Brake caliper has two bolts, take out the top one. The lower one just slides out. Set it aside on top of the anti-sway bar.
Remove the brake pads.
Remove the caliper bracket held by two bolts.
Remove the brake rotor.
Finally the Hub to be replaced.
Remove the cotter pin and the castle nut.
Tie Rod End Puller Autozone (part # OEM 27022) . When I called Autozone about this tool, he said there was a $10 deposit on it. I was little confused about this. He explained that you could return the tool within 90 days and get your money back. Sweet!

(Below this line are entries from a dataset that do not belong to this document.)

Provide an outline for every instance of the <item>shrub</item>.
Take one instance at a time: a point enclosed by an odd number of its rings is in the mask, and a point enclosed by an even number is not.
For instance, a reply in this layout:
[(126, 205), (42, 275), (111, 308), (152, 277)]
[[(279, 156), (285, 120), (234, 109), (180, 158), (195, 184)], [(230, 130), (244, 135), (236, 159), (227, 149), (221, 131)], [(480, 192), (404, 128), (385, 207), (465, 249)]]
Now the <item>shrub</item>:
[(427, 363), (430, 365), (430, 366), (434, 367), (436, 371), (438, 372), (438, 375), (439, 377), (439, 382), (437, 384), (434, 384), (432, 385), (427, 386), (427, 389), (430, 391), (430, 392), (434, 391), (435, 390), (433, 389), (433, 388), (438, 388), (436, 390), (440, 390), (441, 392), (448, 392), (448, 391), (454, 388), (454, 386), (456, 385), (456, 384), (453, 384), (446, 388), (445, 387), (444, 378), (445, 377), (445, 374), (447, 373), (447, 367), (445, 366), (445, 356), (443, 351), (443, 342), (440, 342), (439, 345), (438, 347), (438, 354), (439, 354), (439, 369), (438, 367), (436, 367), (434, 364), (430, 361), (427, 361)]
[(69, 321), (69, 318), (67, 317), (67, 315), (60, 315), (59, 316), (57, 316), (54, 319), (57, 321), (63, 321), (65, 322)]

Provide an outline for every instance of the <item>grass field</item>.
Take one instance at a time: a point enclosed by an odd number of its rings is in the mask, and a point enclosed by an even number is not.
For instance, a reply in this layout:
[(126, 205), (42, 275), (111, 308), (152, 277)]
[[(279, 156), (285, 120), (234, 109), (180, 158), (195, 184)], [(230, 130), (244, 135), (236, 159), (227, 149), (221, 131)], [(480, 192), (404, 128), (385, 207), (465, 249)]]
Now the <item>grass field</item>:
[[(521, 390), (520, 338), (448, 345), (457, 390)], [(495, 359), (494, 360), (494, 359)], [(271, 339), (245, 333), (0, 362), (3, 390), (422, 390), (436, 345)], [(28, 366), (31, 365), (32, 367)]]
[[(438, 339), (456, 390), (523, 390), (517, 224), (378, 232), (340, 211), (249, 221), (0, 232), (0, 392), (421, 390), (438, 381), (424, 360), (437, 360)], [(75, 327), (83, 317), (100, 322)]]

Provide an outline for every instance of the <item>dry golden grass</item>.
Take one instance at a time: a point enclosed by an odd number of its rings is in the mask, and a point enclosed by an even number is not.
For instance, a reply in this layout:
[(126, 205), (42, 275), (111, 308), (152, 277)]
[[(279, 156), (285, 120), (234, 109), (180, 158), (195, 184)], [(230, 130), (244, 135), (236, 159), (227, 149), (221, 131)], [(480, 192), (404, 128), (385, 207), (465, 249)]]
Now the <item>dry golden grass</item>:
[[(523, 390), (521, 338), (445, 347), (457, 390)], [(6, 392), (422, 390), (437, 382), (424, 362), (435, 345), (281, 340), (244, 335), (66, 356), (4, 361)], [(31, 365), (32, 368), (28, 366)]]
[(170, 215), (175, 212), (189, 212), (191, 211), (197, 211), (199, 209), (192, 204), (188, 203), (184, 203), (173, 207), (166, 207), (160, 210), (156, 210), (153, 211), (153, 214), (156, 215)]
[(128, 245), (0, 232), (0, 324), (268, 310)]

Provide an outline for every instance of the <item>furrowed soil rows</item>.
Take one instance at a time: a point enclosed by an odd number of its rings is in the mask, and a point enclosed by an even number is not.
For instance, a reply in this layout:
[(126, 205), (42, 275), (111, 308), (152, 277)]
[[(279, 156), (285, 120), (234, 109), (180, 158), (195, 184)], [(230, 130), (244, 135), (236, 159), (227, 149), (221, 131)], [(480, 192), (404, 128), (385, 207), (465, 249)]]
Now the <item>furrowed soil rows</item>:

Remove the two suspension rod bolts.
The yellow arrow points to the second castle nut. Remove the cotter pin and loosen the castle nut. It is not possible to remove this nut, because there is not enough clearance above it. Loosen it enough that the hub will move around.
Now yank the hub towards you (away from the car). You will have to wiggle it and push the half shaft towards the engine. It will come out (eventually!).
Once the half shaft comes out, there will be enough clearance to remove the castle nut. You will need to use the puller tool again to push the bolt through the hub.
Here is the part removal sequence.
I can see why they charge so much for this job, because it took a long time to do all these steps. The hardest part was the second castle nut, especially when putting it back in. It took me two half days to finish this repair.